Patrik la tomó y la estudió con atención. Era una chica normal de diecisiete años, demasiado maquillada y con una expresión un tanto rebelde en la mirada. Después miró a los padres con una sonrisa, esforzándose por dar una imagen de absoluta confianza.

– Una hija muy guapa. Entiendo que estén orgullosos de ella.

Ambos asintieron vehementes y al rostro de Kerstin asomó incluso una cauta sonrisa.

– Es una buena chica. Claro que los adolescentes tienen sus ratos. Este año, por ejemplo, no quería venir con nosotros de vacaciones con la caravana, aunque lo hacemos todos los veranos desde que ella era pequeña, pero insistimos y le dijimos que, seguramente, sería el último verano que podríamos hacer algo juntos, así que al final aceptó.

Al oírse decir lo del último verano, Kerstin volvió a estallar en sollozos, mientras Bo le acariciaba el cabello para calmarla.

– Se lo van a tomar en serio, ¿verdad? Dicen que hay que esperar veinticuatro horas antes de empezar a buscar y eso, pero tienen que creernos: algo ha tenido que ocurrirle, de lo contrario, nos habría llamado. No es el tipo de chica que pasa de todo y nos deja angustiados sin una noticia.

Una vez más, Patrik intentó aparentar tanta calma como pudo, pero, en su fuero interno, los pensamientos le cruzaban la mente como rayos. La imagen del cuerpo desnudo de Tanja en Kungsklyftan se perfiló en su retina y cerró los ojos un segundo para desecharla.

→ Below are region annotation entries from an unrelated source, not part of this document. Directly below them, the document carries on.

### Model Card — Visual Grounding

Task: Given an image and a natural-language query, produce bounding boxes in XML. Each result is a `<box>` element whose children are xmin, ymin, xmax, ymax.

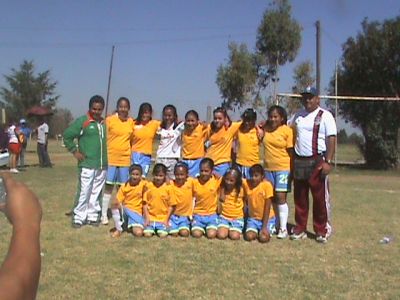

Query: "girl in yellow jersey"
<box><xmin>263</xmin><ymin>105</ymin><xmax>293</xmax><ymax>239</ymax></box>
<box><xmin>143</xmin><ymin>164</ymin><xmax>176</xmax><ymax>237</ymax></box>
<box><xmin>182</xmin><ymin>110</ymin><xmax>207</xmax><ymax>178</ymax></box>
<box><xmin>243</xmin><ymin>164</ymin><xmax>275</xmax><ymax>243</ymax></box>
<box><xmin>192</xmin><ymin>158</ymin><xmax>221</xmax><ymax>239</ymax></box>
<box><xmin>236</xmin><ymin>108</ymin><xmax>262</xmax><ymax>178</ymax></box>
<box><xmin>111</xmin><ymin>164</ymin><xmax>146</xmax><ymax>237</ymax></box>
<box><xmin>206</xmin><ymin>107</ymin><xmax>242</xmax><ymax>176</ymax></box>
<box><xmin>101</xmin><ymin>97</ymin><xmax>133</xmax><ymax>225</ymax></box>
<box><xmin>217</xmin><ymin>168</ymin><xmax>245</xmax><ymax>240</ymax></box>
<box><xmin>169</xmin><ymin>162</ymin><xmax>194</xmax><ymax>237</ymax></box>
<box><xmin>131</xmin><ymin>102</ymin><xmax>161</xmax><ymax>177</ymax></box>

– Nosotros no esperamos veinticuatro horas, eso sólo pasa en las películas americanas, pero antes de que sepamos nada, deben tranquilizarse. Aunque estoy convencido de que tienen razón y de que Jenny es una buena chica, les aseguro que yo he visto estas cosas: conocen a alguien, olvidan el tiempo y el espacio, y que sus padres están en casa preocupados. No es nada insólito. Claro que vamos a empezar preguntando por el pueblo hoy mismo. Déjenle a Annika un número en el que podamos localizarles y les llamaré en cuanto sepa algo. Y si les llama o aparece por casa, comuniquénnoslo enseguida, por favor. Ya verán cómo todo se arregla.

Una vez que se hubieron marchado, Patrik empezó a preguntarse si no les habría prometido demasiado. La sensación de resquemor que se le había instalado en el estómago no auguraba nada bueno. Observó la foto de Jenny que los padres le habían dejado. Ojalá la muchacha estuviese por ahí de fiesta.

Se levantó y se encaminó al despacho de Martin. Lo mejor sería empezar a buscar de inmediato. En caso de que hubiese ocurrido lo peor, no tenían un minuto que perder. Según el informe del forense, Tanja había estado viva y prisionera toda una semana antes de morir. El tictac de las agujas del reloj los apremiaba.